The residual moisture content of the PM, TDC and SDC were 9.3, 7.8 and 9.1% respectively. As reported by the manufacturer, an inherent moisture content of free flowing chitosan powder is 8.9%. The residual moisture content of TDC samples was low due to the prolonged drying time (48 h) at 50 °C. During spray drying when the inlet temperature was set below 160 °C and feed rate was more than 2 ml/min the incomplete evaporation of solvent resulted in the excess of liquid droplets inside the wall of drying chamber. Increase in the inlet temperature above 200 °C resulted in the deposition of the chitosan film in the drying chamber. The inlet temperature was optimized in the range of 165–170 °C to achieve free flowing product (Table I).
Table I.
Micromeritic Properties of PM, TDC and SDC
| Samples | Density g/ml | Angle of repose (°) | Carr’s index % | Husner ratio | |
|---|---|---|---|---|---|
| Bulk | Tap | ||||
| Physical mixture (PM) | 0.46 ± 0.01 | 0.57 ± 0.02 | 33.00 ± 0.9 | 19.29 ± 2.00 | 1.23 ± 0.04 |
| Tray dried complex (TDC) | 0.15 ± 0.07 | 0.22 ± 0.09 | 38.00 ± 0.8 | 31.81 ± 1.4 | 1.46 ± 0.02 |
| Spray dried complex (SDC) | 0.06 ± 0.02 | 0.08 ± 0.08 | 30.00 ± 0.6 | 19.00 ± 1.1 | 1.22 ± 0.11 |
All values represent mean ± SD (n = 3)
The average percent yield were 97.56 and 57.11% wt/wt respectively for different batches of TDC and SDC. The yield of SDC was less as it was affected by the inlet and outlet temperatures, feed rate, and aspiration air pressure. Drug content of the TDC and SDC were 100.62% wt/wt ±0.17 and 98.44% wt/wt ±0.23. Medium A was used to dissolve chitosan barrier of the TDC and SDC complexes. Presence of alcohol in medium A aided in improved dissolution of drug.

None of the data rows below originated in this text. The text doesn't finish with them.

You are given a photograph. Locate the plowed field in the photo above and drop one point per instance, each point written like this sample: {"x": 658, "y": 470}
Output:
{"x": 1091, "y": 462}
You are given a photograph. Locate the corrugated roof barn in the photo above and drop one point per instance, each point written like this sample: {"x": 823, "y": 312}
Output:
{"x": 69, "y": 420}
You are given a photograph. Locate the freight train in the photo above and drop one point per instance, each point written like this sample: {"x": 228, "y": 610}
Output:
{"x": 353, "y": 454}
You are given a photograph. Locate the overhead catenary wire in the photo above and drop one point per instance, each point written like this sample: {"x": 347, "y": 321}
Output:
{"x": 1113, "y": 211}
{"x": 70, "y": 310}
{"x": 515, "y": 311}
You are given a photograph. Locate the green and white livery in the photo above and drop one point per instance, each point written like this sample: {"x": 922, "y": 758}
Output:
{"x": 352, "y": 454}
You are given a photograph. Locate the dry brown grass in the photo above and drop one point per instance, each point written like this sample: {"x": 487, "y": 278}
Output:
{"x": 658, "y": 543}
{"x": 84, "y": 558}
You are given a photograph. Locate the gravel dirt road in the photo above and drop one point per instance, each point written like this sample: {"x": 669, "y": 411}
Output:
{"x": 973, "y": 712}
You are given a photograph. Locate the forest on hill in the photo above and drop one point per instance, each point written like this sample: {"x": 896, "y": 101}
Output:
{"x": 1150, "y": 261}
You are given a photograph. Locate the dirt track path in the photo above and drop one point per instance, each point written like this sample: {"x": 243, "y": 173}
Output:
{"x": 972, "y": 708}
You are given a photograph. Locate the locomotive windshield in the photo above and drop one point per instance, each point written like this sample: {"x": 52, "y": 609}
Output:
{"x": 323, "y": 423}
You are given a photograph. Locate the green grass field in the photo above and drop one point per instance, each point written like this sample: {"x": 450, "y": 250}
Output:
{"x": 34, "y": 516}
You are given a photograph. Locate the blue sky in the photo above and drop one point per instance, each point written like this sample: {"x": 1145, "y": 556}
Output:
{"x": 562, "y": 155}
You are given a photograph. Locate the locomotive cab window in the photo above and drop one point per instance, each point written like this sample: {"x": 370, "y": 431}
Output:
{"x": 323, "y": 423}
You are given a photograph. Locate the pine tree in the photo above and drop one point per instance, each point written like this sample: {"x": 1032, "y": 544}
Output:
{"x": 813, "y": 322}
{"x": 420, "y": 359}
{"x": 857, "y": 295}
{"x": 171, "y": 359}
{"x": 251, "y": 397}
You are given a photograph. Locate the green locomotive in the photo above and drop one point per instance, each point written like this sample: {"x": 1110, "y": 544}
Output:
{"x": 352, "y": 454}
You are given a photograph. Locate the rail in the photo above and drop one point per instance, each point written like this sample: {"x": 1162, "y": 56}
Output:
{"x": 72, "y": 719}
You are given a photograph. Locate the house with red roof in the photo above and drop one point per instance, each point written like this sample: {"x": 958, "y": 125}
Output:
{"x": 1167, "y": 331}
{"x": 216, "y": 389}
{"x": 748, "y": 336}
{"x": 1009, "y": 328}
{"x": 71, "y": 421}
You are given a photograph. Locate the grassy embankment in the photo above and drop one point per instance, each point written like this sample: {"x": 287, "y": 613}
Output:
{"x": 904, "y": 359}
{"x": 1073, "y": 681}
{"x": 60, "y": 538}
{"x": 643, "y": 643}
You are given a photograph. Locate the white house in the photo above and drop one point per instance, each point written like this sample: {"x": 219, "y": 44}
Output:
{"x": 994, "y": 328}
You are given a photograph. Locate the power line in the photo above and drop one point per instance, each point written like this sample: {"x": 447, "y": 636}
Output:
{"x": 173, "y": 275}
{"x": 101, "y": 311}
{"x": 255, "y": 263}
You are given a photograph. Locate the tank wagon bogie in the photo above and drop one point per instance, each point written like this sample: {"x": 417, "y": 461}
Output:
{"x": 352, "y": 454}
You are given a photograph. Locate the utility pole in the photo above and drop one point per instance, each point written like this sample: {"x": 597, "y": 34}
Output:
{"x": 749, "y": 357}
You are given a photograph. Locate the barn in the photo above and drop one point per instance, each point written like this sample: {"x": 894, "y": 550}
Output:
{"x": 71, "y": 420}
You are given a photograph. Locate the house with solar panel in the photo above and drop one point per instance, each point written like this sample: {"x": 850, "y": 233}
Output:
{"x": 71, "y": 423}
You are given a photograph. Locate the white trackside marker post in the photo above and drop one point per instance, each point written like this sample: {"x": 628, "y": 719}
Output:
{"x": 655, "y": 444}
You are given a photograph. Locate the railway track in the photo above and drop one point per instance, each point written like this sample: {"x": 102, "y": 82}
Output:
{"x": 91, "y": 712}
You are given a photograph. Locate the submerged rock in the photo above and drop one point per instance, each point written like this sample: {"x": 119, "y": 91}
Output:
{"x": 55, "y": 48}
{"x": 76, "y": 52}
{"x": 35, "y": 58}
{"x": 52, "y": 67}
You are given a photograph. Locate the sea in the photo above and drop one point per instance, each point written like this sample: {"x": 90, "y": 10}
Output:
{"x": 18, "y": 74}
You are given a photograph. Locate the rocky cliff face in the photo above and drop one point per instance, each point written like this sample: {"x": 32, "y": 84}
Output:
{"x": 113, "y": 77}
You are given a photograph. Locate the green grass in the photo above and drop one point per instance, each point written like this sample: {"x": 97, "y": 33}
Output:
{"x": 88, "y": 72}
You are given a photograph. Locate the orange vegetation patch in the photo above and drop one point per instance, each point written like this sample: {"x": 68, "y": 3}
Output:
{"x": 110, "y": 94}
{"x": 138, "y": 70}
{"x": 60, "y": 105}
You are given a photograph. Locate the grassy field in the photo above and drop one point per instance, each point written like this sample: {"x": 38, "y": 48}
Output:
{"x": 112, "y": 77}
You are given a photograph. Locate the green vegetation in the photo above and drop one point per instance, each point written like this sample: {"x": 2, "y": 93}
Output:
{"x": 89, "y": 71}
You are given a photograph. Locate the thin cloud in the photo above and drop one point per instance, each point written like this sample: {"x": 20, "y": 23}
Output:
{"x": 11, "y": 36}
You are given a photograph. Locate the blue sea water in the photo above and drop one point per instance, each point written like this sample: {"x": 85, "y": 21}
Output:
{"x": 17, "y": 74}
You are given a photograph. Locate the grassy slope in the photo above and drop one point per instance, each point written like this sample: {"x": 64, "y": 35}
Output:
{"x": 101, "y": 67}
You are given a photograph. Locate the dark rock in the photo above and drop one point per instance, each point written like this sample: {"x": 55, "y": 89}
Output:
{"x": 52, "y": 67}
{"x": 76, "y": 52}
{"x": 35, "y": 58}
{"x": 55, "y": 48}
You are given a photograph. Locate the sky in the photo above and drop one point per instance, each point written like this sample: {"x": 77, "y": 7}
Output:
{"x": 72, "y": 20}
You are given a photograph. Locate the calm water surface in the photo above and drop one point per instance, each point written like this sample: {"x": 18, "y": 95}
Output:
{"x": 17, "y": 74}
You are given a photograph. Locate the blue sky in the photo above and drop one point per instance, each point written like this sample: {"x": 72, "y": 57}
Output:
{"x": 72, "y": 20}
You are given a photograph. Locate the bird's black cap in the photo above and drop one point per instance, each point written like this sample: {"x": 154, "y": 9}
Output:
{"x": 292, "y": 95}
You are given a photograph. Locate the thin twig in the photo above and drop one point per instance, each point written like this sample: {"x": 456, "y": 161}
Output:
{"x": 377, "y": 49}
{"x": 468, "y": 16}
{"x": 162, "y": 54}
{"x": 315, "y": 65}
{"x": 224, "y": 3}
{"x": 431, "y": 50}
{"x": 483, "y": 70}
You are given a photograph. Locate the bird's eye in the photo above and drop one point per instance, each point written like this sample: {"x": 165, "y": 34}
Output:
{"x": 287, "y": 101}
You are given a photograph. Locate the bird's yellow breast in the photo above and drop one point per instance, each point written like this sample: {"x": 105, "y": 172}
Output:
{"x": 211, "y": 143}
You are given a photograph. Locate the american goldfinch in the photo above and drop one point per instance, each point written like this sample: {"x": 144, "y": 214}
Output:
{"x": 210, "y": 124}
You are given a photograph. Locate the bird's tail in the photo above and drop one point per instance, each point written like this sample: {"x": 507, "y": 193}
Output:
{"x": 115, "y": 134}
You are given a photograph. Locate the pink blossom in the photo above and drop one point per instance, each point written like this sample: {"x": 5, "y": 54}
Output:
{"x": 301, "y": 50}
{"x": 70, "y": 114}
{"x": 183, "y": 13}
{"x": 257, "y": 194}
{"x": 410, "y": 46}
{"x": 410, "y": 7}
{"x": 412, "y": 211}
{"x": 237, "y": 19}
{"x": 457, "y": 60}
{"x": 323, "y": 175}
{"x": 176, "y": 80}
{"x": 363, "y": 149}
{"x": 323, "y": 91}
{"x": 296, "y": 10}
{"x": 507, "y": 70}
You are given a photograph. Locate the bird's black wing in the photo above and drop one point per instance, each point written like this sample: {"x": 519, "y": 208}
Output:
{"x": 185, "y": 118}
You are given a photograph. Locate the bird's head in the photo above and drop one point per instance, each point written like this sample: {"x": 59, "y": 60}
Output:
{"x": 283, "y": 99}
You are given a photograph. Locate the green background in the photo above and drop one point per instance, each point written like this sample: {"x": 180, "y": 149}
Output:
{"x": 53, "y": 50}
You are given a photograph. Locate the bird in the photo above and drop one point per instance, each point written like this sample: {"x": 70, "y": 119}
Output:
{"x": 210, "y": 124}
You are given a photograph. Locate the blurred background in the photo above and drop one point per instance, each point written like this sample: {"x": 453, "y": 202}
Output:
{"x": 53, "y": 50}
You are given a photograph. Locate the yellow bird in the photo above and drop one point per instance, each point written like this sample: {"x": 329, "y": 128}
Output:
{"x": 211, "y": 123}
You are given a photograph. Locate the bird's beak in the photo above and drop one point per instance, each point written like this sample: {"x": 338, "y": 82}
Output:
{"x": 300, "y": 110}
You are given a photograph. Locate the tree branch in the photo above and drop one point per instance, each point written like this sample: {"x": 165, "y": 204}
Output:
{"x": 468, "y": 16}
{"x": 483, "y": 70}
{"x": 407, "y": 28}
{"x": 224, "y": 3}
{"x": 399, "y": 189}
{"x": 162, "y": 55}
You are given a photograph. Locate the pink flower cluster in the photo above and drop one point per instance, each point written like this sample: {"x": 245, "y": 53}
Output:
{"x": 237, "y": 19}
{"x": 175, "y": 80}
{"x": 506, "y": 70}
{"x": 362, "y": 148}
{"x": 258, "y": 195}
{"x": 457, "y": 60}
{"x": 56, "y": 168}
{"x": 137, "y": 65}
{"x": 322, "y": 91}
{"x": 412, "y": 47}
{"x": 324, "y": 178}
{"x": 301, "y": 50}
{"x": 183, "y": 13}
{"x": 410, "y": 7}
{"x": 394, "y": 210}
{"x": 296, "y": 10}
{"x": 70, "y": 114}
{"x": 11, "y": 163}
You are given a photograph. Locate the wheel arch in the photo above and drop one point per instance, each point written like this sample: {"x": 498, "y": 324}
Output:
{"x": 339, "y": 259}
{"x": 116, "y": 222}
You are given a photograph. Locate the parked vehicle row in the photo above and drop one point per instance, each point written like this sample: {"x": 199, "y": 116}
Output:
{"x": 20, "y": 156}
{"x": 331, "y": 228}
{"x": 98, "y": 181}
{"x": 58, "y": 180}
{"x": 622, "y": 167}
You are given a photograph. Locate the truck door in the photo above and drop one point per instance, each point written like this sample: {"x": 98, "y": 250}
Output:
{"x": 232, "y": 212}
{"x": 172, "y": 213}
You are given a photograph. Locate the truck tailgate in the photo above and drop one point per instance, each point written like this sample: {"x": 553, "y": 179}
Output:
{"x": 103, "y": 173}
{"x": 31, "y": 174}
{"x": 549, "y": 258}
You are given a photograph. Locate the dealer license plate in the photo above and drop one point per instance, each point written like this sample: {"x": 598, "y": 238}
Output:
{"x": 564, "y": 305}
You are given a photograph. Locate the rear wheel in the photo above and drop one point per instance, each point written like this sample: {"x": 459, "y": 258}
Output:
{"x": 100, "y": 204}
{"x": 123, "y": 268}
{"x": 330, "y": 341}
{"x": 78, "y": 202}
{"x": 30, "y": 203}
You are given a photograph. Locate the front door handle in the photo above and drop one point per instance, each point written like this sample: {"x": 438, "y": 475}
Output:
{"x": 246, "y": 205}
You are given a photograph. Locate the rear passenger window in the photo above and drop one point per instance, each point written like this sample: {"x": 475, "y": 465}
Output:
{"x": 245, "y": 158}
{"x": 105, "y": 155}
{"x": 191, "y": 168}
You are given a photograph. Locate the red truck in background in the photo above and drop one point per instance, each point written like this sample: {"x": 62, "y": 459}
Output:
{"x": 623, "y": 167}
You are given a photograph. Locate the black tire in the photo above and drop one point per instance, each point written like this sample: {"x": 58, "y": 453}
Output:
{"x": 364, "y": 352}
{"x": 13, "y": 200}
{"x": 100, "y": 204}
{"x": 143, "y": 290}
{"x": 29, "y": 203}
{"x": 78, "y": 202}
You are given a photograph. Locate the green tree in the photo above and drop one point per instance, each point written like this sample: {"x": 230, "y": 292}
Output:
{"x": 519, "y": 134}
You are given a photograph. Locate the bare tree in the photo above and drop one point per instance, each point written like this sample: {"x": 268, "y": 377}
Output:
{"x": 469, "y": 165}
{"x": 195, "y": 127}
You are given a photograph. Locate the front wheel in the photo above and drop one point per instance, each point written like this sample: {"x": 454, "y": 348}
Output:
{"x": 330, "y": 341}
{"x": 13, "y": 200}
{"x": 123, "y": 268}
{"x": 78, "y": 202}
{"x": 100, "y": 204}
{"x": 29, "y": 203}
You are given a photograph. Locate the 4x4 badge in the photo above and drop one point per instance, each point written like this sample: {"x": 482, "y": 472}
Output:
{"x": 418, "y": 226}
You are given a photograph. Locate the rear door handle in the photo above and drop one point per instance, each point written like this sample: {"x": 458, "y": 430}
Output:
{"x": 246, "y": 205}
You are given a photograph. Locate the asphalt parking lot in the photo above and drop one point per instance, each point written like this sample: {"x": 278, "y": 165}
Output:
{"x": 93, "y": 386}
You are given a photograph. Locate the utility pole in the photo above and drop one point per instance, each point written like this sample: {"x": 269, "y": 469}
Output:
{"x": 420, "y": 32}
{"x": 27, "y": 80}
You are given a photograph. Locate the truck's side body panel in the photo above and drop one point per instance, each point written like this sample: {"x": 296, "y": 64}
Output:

An excessive dilution of the dispersion resulted in the drastic decrease in yield and particle size of SDC, whereas, concentrated dispersion caused blockage of nozzle with large and irregular particles. Hence, the viscosity of 1:1 naproxen sodium–chitosan dispersion with total solid content of 3% wt/vol was maintained constant at 5.77 × 10−3 Pas for all the NSC batches at stress of 1.52 × 10−2 Pa. The temperature and extent of drying were the major factors that affected micromeritic properties of NSC prepared by tray drying.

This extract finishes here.